Friday, November 13, 2009

Closing the Circle

I received a call earlier this week from a friend of mine who I’ve written about here before—Scot Ziskind, the highly regarded custom storage, humidification, and cooling expert, owner of ZipCo Environmental Services, Inc. and My Cellar wine storage firm. A long-time client of his had recently passed away, and, as per his instructions, Scot was to open his locker, catalog the wines in it, and sell them off, with the proceeds to go to his wife.

Over the course of a couple of hours on a damp afternoon, we unpacked, cataloged, and repacked over ten cases—everything that this man had left of his collection, all the bottles he hadn’t had the chance to open with family and friends while he was still here. (The good news, Scot told me, is that his client had made a point of pulling his favorite bottles to share before it was too late.)

It was a bittersweet afternoon: This, after all, was all that was left of another man’s beloved wine collection, of another man’s passion. There was something touching and surprisingly intimate about the process: With the sale of the bottles he had left behind, his wife would receive a bit of a financial windfall; and on our end, we were handling (very carefully, of course) bottle after bottle that he had chosen himself, each, ostensibly, for a different reason that only he, ultimately, ever really knew.

And what bottles they were. With each case we sliced open, we discovered new, often unexpected treasures. Certain ones, of course, weren’t all that surprising: The bottles of Lynch Bages, the assortment of Ducru-Beaucaillou, the smattering of Cheval Blanc and marquis California producers and Gaja Barbaresco. We even found a single 1982 Lafite, which will benefit his wife immeasurably. But other wines were less expected, and spoke of a man who loved experiencing all that the wine world had to offer just as much as he loved collecting its most prominent examples (there’s often a big difference): JL Chave Hermitage Blanc, Chateau de Beaucastel Chateauneuf-du-Pape Blanc, a couple of older Echezeaux from Mongeard-Mugneret—wines whose value, despite their higher cost, are far more about idiosyncrasy and personal taste than anything else.

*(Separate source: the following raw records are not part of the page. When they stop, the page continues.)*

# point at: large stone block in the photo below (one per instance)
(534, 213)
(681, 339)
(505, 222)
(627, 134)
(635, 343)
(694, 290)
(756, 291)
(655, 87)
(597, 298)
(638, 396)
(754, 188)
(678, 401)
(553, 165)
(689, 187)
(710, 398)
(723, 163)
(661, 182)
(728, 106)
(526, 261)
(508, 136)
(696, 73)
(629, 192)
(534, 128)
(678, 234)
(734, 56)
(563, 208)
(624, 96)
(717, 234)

In the end, it took just over two hours to complete the project. The sale of the bottles shouldn’t be all that time consuming, either. But despite the brevity of the work itself, there was something undoubtedly intimate about it. I didn’t know the man who once sought out, purchased, and stored these bottles. In fact, I’d never even met him. But in helping to close the circle on his wine life—in helping to do the final accounting of the wines he left behind and, in some small way, contributing to the reward that the wife who survives him will ultimately reap—I feel as if I’m connected to him now in some small way.

Wine, perhaps more than anything else, has the unusual ability to bring people together that way. Even if they never knew each other.

1 comments:

Unknown on November 14, 2009 at 10:26 AM said...

That was so beautifully written! It captured the feeling of the circle of life and wine and community.